WASHINGTON – Carrying a Beatles-print purse,Jennifer DeBernardis was one of the first visitors Friday to view an exhibit of photographs taken on the Beatles' 1964 visit to the United States.
“I've been waiting for this to open for almost a year,” DeBernardis said. “I've got people from up and down the East Coast coming in tomorrow just for this.”
DeBernardis attended her first Beatles concert with her parents at what was then D.C. Stadium 38 years ago.
“I was 11 years old,” DeBernardis said. “It cost us $5 apiece.”
The exhibit at the Smithsonian Institution's National Museum of American History,“The Beatles! Backstage and Behind the Scenes,” includes photos from CBS archives and LIFE photographer Bill Eppridge. It will be on display through July 5.
It marks the 40th anniversary of the Beatles' “I Want To Hold Your Hand” reaching No. 1 on U.S. charts and the group's first U.S. concert at the Washington Coliseum,Feb. 11,1964,two days after their appearance on the “Ed Sullivan Show.”
But visitors will not hear that first No. 1 hit while viewing the exhibit. The museum chose two albums,“Please Please Me” and “With the Beatles,” both released before the group came to the United States,as background music.
The exhibit comes to the nation's capital from the Provincial Museum of Alberta in Edmonton,Canada,and may go to Italy next,said Vickie Rehberg,president of ArtVision Exhibitions of Boca Raton,Fla.,which organized the exhibit.
Rehberg,who helped choose photos from the negatives,said about one-third of the show is printed as large-format photographs. One of her favorites is a close-up of the lower legs of three of the Beatles and their “Beatle boots,” taken by Eppridge.
“LIFE always wanted Bill somewhere no one else was,” Rehberg said. “The one on the right is Ringo – see? There's stripes on his pants. He was the only one who wore stripes.”
Vicki Moeser,a Smithsonian public affairs staff member,said Paul McCartney was her favorite Beatle,and a photo of Paul and Ringo Starr interested her.
“The one of them watching themselves on television,that was kind of cute,” she said,referring to an Eppridge image of Paul and Ringo watching a replay of the group arriving at John F. Kennedy Airport in New York.

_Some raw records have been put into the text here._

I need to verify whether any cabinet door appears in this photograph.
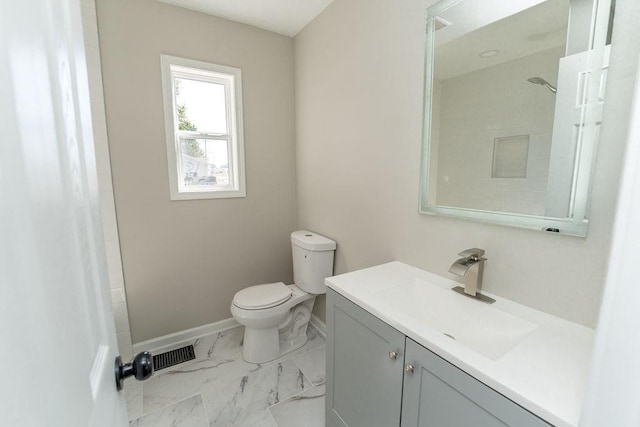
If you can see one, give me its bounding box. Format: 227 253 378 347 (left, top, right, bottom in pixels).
326 289 405 427
402 338 550 427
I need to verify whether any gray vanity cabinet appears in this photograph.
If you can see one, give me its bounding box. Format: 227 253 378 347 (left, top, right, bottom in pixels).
325 289 550 427
325 289 405 427
401 338 549 427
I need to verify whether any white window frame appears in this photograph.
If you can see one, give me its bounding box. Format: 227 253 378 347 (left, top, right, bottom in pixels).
160 55 246 200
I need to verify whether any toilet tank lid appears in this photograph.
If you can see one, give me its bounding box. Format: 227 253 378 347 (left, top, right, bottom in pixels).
291 230 336 251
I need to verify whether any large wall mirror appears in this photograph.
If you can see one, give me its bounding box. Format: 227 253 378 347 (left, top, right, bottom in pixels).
420 0 612 236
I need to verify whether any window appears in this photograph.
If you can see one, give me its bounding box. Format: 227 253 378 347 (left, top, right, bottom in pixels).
161 55 246 200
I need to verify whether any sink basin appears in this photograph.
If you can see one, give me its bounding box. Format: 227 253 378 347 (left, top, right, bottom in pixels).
372 280 536 360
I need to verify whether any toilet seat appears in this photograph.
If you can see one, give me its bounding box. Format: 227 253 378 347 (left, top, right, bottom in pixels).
233 282 292 310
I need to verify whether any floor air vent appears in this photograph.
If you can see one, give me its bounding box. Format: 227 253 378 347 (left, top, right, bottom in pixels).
153 345 196 371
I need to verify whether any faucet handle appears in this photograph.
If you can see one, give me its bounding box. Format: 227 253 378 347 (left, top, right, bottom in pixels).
458 248 484 258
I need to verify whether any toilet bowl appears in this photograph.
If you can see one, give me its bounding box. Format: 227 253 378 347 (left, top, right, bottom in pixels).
231 230 336 363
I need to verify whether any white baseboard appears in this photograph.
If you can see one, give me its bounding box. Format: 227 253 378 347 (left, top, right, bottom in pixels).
309 313 327 340
133 317 240 354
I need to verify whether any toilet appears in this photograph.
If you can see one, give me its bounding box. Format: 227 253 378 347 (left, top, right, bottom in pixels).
231 230 336 363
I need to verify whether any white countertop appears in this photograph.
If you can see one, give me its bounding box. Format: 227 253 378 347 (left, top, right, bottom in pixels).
325 261 594 427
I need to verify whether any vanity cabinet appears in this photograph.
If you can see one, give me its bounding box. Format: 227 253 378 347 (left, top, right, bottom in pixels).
326 289 550 427
325 289 405 427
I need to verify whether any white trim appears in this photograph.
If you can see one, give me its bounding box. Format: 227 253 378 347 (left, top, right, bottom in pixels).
580 38 640 427
160 55 247 200
133 317 240 354
309 313 327 341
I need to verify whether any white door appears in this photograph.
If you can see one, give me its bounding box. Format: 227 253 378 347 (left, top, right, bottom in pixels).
0 0 127 427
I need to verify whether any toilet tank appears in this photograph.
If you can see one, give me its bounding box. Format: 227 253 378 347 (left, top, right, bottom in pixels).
291 230 336 294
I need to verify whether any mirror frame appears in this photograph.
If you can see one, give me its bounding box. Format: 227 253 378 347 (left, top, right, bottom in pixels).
419 0 610 237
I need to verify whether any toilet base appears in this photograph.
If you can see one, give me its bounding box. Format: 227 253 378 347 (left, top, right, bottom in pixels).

Some shots show the band members playing on the beach in Miami Beach,Fla.,with fans right beside them. Another photo shows female fans knocking each other over trying to “touch their luggage,musical equipment,or anything that belonged to the group,” reads the caption.
“All of this would be pre-planned today,” Rehberg said of the Beatles' travels. “If they were around today,you'd never get shots like this. These are not posed shots. These are real.”
The first photo of the collection is from an “Ed Sullivan Show” rehearsal,and Rehberg said it's one of the most intriguing to visitors because no one recognizes the backdrop,which included the group's name in letters at least as tall as the musicians.
“They didn't end up using the backdrop because it was too overwhelming,” Rehberg said.
Many photos in the exhibit are printed on paper “so large,you can see that Ed Sullivan had a Band-Aid on his thumb,” Rehberg said.
The exhibit includes 81 black-and-white photographs and is accompanied by a 112-page book featuring three additional photographs. It is the first time many have been published,Rehberg said.
A companion exhibit,“MMLL: Mike McCartney's Liverpool Life,” includes 65 black-and-white photographs taken by Mike McCartney,Paul's brother. It includes photos of Paul,but focuses on Mike's life.
“Mike self-taught himself in his room,” Rehberg said. “He had a privileged vantage point – he wasn't in the audience,he was backstage.”
Peter Baltos,of North Charleston,S.C.,stumbled on the exhibit while killing time waiting for his fiancée. One of Eppridge's photographs showing the group on a train waiting to pull into Washington's Union Station caught Baltos' eye.
“This amazes me,” Baltos said. “I myself was pulling into Union Station earlier this morning,and here they are,40 years ago,doing the same thing.”
Baltos,25,was not around to experience Beatlemania,but he said the resurgence of Beatles music in the ‘90s with the release of the anthologies got him more interested.
“I blame my mother for getting me into them,” Baltos said.